Uncovering Adaptation from Sequence Data: Lessons from Genome Resequencing of Four Cattle Breeds

Abstract

Detecting the molecular basis of adaptation is one of the major questions in population genetics. With the advance in sequencing technologies, nearly complete interrogation of genome-wide polymorphisms in multiple populations is becoming feasible in some species, with the expectation that it will extend quickly to new ones. Here, we investigate the advantages of sequencing for the detection of adaptive loci in multiple populations, exploiting a recently published data set in cattle (Bos taurus). We used two different approaches to detect statistically significant signals of positive selection: a within-population approach aimed at identifying hard selective sweeps and a population-differentiation approach that can capture other selection events such as soft or incomplete sweeps. We show that the two methods are complementary in that they indeed capture different kinds of selection signatures. Our study confirmed some of the well-known adaptive loci in cattle (e.g., MC1R, KIT, GHR, PLAG1, NCAPG/LCORL) and detected some new ones (e.g., ARL15, PRLR, CYP19A1, PPM1L). Compared to genome scans based on medium- or high-density SNP data, we found that sequencing offered an increased detection power and a higher resolution in the localization of selection signatures. In several cases, we could even pinpoint the underlying causal adaptive mutation or at least a very small number of possible candidates (e.g., MC1R, PLAG1). Our results on these candidates suggest that a vast majority of adaptive mutations are likely to be regulatory rather than protein-coding variants.

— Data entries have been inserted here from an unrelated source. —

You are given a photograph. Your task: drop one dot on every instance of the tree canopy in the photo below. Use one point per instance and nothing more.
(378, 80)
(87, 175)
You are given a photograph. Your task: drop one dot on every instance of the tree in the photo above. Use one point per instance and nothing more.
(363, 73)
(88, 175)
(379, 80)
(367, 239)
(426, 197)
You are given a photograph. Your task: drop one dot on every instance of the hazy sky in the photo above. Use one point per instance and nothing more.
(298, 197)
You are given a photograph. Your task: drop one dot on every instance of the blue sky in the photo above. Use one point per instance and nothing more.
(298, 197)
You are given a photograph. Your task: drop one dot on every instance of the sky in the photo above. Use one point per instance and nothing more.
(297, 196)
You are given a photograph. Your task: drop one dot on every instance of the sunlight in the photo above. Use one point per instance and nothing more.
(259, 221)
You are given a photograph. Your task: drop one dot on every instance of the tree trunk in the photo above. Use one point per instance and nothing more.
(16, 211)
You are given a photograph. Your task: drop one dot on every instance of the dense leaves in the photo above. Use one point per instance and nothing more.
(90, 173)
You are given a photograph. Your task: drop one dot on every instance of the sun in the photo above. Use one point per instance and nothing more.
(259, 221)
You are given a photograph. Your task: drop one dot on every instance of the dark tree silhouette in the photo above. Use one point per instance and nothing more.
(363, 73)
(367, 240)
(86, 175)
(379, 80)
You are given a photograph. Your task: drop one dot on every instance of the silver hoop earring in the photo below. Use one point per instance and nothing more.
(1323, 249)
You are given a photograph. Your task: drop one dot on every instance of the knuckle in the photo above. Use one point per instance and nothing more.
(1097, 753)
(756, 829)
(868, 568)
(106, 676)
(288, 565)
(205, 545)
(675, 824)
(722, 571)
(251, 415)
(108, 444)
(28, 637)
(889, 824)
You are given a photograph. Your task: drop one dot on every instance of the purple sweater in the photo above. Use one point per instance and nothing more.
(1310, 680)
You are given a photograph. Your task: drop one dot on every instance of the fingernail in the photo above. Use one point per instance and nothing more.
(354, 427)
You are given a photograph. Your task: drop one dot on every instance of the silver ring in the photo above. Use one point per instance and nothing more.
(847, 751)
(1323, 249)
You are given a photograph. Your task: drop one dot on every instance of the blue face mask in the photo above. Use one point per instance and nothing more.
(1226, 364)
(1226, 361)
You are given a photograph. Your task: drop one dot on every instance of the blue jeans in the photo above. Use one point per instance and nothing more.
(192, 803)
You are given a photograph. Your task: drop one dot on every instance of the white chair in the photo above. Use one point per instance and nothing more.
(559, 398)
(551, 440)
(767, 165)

Keywords: FST; domestication; linkage disequilibrium; next-generation sequencing; selective sweeps.

Figure 1

Joint demography of the four cattle breeds, estimated from our data using the approach of Excoffier et al. (2013). Population sizes correspond to the number of haploid individuals. Parameter values correspond to the EM iteration with the highest likelihood, but similar values were obtained from the second- and third-best EM iterations.

Figure 2

Comparison between HMM and CLR results. Shown is the proportion of Fleckvieh CLR P-values (obtained from Qanbari et al. 2014) in sweep windows vs. other windows in the genome. On the left, the sweep windows considered were those detected in Fleckvieh, independently of what happened in other breeds. On the right, the sweep windows considered were those detected only in Holstein.

Figure 3

Allele frequencies in the sweep region at the polled locus. For SNPs where the ancestral allele is known (in red), the frequency is that of the derived allele. For other SNPs (in black) the frequency is that of the minor allele (among all breeds). Vertical red bars delimit the union of detected regions among the four breeds.

Figure 4

Population tree estimated from the 1000 bull genomes data. Branch length is measured in units of drift ($\approx$t/2N, where t is the time in generations and N the effective population size).

Figure 5

Influence of NGS on hapFLK detection power. Shown is a probabiliy probability (PP) plot of the hapFLK test applied to SNPs of the Illumina BovineHD SNP chip (left) or to all sites of the 1000 bull genomes project (right).

Figure 6

Distribution of hapFLK within hard-sweep regions. Shown is a comparison of the distribution of hapFLK P-values in hard-sweep regions identified within populations and in the rest of the genome. The plot shows the ratio of the P-values distribution in hard sweeps detected in one to four populations to their distribution on the part of the genome where no hard sweep is detected. y-axis is on a log₂ scale and x-axis is on a log₁₀ scale.

Figure 7

Selection signature around PLAG1. Shown are hapFLK (top) and FLK (middle) P-values (log₁₀ scale) for the selection signature around PLAG1 and local heterozygosity in the four breeds (bottom) for the same region. In the top and middle panels, genes are indicated by purple solid rectangles, and red solid triangles correspond to the candidate QTNs of Karim et al. (2011).

Figure 8

Selection signature around MC1R. Shown are hapFLK (gray) and FLK (black) P-values (log₁₀ scale) for the selection signature around MC1R (purple vertical line). Red triangles highlight the two known causal mutations for red and black coat color in cattle.

Figure 9

Allele frequencies in the sweep region including SLC45A2 and RXFP3. For SNPs where the ancestral allele is known (in red), the frequency is that of the derived allele. For other SNPs (in black) the frequency is that of the minor allele (among all breeds).